The spirit of rationalism which we recognised in Herodotus as a
vague uncertain attitude and which appears in Thucydides as a
consistent attitude of mind never argued about or even explained,
is by Polybius analysed and formulated as the great instrument of
historical research.
Herodotus, while believing on principle in the supernatural, yet
was sceptical at times. Thucydides simply ignored the
supernatural. He did not discuss it, but he annihilated it by
explaining history without it. Polybius enters at length into the
whole question and explains its origin and the method of treating
it. Herodotus would have believed in Scipio's dream. Thucydides
would have ignored it entirely. Polybius explains it. He is the
culmination of the rational progression of Dialectic. 'Nothing,'
he says, 'shows a foolish mind more than the attempt to account for
any phenomena on the principle of chance or supernatural
intervention. History is a search for rational causes, and there
is nothing in the world - even those phenomena which seem to us the
most remote from law and improbable - which is not the logical and
inevitable result of certain rational antecedents.'
Some things, of course, are to be rejected a priori without
entering into the subject: 'As regards such miracles,' he says,
(15) 'as that on a certain statue of Artemis rain or snow never
falls though the statue stands in the open air, or that those who
enter God's shrine in Arcadia lose their natural shadows, I cannot
really be expected to argue upon the subject.
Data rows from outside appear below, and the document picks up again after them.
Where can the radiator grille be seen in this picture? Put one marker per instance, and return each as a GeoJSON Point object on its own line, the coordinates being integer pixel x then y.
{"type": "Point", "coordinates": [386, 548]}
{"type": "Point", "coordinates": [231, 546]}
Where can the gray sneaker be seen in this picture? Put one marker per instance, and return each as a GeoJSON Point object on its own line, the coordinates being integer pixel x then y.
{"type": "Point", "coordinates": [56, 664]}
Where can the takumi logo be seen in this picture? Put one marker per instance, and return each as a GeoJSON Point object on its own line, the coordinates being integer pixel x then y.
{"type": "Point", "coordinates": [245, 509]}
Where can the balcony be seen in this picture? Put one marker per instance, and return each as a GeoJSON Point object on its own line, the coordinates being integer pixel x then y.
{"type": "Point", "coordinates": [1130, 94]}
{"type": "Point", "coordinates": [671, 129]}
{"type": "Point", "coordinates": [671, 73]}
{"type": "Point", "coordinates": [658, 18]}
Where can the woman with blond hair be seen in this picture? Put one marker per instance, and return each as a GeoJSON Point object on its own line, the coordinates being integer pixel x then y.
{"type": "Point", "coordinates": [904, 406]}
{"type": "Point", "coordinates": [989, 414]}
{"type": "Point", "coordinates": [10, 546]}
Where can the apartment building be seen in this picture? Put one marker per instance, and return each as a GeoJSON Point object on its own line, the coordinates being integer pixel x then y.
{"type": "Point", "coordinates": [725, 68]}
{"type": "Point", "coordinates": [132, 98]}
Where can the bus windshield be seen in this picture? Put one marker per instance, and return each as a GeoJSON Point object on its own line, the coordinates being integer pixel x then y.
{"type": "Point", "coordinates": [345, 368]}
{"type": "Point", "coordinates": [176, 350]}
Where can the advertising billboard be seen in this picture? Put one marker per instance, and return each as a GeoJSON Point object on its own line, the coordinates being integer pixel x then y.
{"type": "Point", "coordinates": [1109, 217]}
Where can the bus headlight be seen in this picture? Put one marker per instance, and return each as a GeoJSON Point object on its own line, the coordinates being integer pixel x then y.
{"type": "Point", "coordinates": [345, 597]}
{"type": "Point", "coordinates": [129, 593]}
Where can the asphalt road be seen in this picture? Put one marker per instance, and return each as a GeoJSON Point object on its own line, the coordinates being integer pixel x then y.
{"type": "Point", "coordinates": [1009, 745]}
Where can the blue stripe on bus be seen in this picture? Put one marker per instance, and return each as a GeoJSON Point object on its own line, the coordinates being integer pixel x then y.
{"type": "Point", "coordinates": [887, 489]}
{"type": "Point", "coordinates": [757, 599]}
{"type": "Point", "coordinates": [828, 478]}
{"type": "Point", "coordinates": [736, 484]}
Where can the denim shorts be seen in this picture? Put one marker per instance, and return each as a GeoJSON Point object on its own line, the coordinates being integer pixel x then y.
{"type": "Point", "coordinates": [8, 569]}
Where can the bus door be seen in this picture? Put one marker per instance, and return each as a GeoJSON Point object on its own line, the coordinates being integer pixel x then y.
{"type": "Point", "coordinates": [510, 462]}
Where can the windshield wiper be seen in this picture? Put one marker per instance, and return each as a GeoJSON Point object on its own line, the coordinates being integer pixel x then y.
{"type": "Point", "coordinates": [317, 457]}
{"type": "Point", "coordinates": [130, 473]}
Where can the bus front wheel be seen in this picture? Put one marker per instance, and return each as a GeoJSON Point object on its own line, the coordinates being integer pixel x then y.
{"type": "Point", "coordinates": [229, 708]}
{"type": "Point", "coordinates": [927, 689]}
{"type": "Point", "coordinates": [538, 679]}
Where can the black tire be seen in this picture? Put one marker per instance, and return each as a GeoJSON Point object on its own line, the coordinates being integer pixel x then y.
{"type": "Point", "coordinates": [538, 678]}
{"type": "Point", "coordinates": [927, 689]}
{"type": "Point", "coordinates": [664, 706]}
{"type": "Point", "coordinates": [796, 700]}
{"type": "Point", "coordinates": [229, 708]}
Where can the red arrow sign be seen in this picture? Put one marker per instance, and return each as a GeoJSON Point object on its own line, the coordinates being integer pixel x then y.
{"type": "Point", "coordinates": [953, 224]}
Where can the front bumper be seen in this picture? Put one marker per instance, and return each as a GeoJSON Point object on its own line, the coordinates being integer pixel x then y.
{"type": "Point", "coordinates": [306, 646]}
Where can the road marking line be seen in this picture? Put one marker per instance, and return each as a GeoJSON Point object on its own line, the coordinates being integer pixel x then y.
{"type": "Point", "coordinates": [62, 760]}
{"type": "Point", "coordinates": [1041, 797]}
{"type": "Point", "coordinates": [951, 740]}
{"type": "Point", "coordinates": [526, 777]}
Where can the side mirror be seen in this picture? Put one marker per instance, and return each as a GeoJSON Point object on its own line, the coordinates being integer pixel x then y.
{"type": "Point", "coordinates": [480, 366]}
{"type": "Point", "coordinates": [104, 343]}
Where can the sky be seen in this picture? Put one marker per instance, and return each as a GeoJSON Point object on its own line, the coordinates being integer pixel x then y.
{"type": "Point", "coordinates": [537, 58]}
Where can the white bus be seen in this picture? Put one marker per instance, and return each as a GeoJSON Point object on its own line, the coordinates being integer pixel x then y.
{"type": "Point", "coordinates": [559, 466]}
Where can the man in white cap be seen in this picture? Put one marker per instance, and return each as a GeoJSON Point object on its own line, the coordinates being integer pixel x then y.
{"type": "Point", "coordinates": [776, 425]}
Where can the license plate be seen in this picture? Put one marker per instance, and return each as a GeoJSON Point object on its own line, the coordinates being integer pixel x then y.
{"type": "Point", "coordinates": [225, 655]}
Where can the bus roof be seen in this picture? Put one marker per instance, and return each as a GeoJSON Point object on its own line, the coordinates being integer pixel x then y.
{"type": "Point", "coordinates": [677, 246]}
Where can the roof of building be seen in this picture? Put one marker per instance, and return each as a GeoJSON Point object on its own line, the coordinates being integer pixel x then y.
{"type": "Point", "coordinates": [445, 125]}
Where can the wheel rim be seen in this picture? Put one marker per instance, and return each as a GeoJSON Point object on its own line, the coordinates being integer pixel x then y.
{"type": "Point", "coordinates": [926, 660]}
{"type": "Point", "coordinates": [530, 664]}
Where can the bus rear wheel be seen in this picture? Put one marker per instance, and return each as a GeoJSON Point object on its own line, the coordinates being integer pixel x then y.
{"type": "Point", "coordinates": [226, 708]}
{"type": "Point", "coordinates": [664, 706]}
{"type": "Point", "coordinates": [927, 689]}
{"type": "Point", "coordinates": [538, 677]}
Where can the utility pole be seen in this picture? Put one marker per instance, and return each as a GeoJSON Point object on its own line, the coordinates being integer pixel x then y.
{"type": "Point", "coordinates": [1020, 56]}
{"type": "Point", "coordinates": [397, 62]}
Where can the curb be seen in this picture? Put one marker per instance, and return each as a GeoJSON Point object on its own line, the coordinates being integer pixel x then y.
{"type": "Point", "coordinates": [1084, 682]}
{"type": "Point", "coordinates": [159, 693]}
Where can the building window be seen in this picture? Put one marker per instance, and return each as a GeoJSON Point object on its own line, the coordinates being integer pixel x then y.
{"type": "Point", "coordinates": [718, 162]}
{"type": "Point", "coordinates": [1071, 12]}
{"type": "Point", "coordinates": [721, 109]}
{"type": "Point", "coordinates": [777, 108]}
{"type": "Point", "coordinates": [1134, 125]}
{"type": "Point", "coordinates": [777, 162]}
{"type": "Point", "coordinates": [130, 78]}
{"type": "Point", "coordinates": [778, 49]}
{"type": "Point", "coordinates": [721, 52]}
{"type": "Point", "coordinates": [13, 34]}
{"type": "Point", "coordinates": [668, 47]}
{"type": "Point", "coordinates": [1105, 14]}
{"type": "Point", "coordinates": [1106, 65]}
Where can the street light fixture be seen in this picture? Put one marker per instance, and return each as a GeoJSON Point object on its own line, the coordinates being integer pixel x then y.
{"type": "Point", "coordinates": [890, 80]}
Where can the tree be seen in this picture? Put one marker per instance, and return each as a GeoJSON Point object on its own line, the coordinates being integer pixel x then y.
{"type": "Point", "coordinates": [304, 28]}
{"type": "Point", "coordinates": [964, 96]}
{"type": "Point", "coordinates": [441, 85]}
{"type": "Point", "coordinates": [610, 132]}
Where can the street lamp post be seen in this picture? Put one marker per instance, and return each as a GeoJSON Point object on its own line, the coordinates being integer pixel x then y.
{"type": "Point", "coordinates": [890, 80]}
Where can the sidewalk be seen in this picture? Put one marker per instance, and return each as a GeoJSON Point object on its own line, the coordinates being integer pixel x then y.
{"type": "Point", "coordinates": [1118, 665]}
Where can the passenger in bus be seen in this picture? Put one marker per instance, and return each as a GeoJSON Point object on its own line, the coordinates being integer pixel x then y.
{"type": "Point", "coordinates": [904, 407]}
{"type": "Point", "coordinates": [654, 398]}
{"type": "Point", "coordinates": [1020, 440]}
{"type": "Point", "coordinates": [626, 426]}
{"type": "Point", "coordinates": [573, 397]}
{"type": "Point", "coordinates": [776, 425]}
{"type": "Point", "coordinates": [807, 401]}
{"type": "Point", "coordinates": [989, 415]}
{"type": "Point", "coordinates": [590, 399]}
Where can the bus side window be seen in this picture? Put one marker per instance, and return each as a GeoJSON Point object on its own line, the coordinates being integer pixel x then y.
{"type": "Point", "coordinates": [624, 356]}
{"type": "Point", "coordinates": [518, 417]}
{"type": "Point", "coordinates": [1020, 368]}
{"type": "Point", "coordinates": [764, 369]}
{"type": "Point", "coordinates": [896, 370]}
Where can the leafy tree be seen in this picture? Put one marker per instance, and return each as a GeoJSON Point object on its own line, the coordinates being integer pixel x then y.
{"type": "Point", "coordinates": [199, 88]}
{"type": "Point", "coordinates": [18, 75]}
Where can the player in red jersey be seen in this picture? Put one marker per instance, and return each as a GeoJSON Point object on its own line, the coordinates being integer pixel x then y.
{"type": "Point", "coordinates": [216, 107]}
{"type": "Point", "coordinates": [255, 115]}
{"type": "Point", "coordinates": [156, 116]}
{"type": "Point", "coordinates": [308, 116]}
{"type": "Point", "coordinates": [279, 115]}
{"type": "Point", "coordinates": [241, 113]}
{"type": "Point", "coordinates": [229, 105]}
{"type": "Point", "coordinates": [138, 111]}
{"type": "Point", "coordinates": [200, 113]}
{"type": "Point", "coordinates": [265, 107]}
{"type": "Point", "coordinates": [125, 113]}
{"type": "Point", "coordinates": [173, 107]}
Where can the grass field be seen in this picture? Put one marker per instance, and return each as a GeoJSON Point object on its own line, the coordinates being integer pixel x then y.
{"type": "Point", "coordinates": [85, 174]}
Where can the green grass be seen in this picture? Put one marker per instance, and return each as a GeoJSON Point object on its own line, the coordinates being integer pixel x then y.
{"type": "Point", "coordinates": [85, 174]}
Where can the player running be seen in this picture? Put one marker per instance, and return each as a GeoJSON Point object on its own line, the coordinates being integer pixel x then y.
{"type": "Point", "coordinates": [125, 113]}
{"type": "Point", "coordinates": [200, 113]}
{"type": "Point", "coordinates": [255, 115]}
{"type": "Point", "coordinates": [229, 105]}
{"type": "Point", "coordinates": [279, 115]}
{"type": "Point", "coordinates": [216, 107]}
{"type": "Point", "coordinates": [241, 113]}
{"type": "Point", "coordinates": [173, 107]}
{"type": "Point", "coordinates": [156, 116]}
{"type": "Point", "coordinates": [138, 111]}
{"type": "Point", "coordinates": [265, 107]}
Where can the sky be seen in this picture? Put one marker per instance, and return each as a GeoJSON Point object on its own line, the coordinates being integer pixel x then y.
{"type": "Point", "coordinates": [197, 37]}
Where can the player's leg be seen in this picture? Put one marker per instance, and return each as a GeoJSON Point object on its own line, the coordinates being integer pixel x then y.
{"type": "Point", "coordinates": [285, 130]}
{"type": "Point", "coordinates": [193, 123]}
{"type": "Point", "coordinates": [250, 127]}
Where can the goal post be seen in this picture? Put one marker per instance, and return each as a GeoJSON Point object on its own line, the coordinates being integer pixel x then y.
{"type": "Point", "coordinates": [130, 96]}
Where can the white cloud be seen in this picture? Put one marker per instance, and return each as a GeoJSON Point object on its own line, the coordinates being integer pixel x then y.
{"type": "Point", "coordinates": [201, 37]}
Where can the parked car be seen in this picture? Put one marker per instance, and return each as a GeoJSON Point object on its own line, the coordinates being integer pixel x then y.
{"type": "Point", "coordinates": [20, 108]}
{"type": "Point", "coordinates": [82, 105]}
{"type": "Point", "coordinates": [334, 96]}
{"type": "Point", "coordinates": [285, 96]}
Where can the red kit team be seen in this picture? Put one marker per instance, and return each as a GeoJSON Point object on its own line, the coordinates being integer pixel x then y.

For these things are
not only utterly improbable but absolutely impossible.'
'For us to argue reasonably on an acknowledged absurdity is as vain
a task as trying to catch water in a sieve; it is really to admit
the possibility of the supernatural, which is the very point at
issue.'
What Polybius felt was that to admit the possibility of a miracle
is to annihilate the possibility of history: for just as
scientific and chemical experiments would be either impossible or
useless if exposed to the chance of continued interference on the
part of some foreign body, so the laws and principles which govern
history, the causes of phenomena, the evolution of progress, the
whole science, in a word, of man's dealings with his own race and
with nature, will remain a sealed book to him who admits the
possibility of extra-natural interference.